Impacto do ensino à distância no básico e secundário: o que se sabe?

Num contexto normal, e do ponto de vista da organização do sistema educativo, o ensino à distância tem óbvias vantagens para escolas e para ministérios da Educação. Porquê? Porque poupa nos recursos: implica menor contratação de professores e alivia pressão na lotação dos edifícios escolares para receber mais alunos. Ou seja, é uma forma muito mais barata de providenciar o acesso à escola. A pergunta que se tem de colocar é se há igualmente vantagens (ou, pelo menos, ausência de prejuízo) para os alunos.

A resposta mais directa e correcta é esta: depende. Comecemos pelo lado negativo. A investigação mostra que, no geral, a ausência de interacção directa com o professor é prejudicial à aprendizagem. Ou seja, nesta modalidade, o ensino à distância integral e sem interacção é menos eficaz do que ter aulas presenciais. Mas há um lado positivo fundamental: as abordagens mistas (presencial + ensino à distância) têm apresentado resultados semelhantes às inteiramente presenciais. Portanto, se procura uma primeira certeza, aqui está ela: o elemento-chave é o professor. Se o professor conseguir intervalar sessões presenciais com sessões de ensino à distância (com vídeos, fichas ou outros conteúdos), os alunos não sairão prejudicados pela opção do ensino à distância.

O ensino à distância, quando focado em conteúdos específicos, pode ser uma via de ensino particularmente eficaz, mas em particular para alunos com níveis médios ou elevados

A maior parte dos estudos experimentais (e, por isso, mais fiáveis) concentraram-se na aprendizagem da matemática (ou álgebra) – sobre as outras disciplinas, os dados não são tão robustos, embora também surjam estudos interessantes sobre aprendizagem da língua. Um desses estudos analisou o impacto nos desempenhos a matemática da frequência de cursos online de álgebra para alunos (de nível médio ou alto) do 8.º ano, que assim não teriam esses conteúdos presencialmente (i.e. foi a única disciplina que fizeram fora da escola). O estudo recorreu a mais de 400 alunos em 68 escolas básicas de áreas rurais do Maine e do Vermont, nos EUA. As escolas foram seleccionadas aleatoriamente: metade teria as aulas online (o “grupo de tratamento”), metade teria aulas presenciais do currículo de matemática comum (o “grupo de controlo”). Por fim, os resultados consistiram na comparação, entre grupos de tratamento e controlo, dos desempenhos (avaliados através de testes) e das escolhas dos alunos por disciplinas relacionadas com matemática no ano escolar seguinte.

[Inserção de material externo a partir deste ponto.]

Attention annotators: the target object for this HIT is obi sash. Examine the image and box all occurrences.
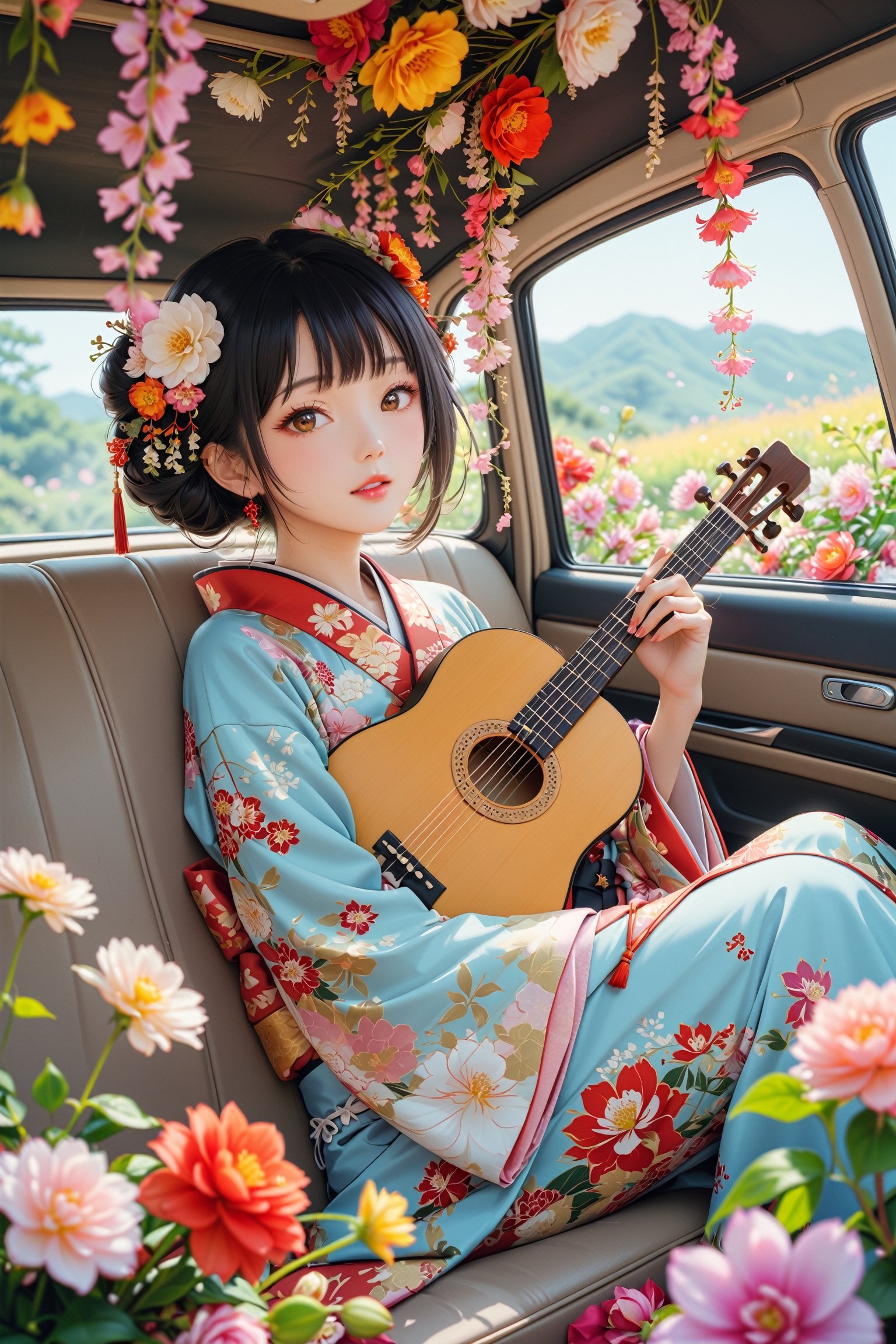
[184,556,453,1080]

Os resultados foram animadores para o ensino à distância. Os alunos do grupo de tratamento, que tinham tido as aulas de álgebra online, tiveram melhores desempenhos nos testes de álgebra do que os do grupo de controlo. A diferença foi estatisticamente significativa e equivalente a passar de um percentil de desempenho em álgebra de 50 para um percentil 66. Em relação ao desempenho geral em matemática, não se observaram diferenças relevantes. Outro resultado interessante foi que os alunos que frequentaram a modalidade online tiveram depois maior tendência para escolher formações avançadas com matemática — 51% no grupo de tratamento, 26% no grupo de controlo.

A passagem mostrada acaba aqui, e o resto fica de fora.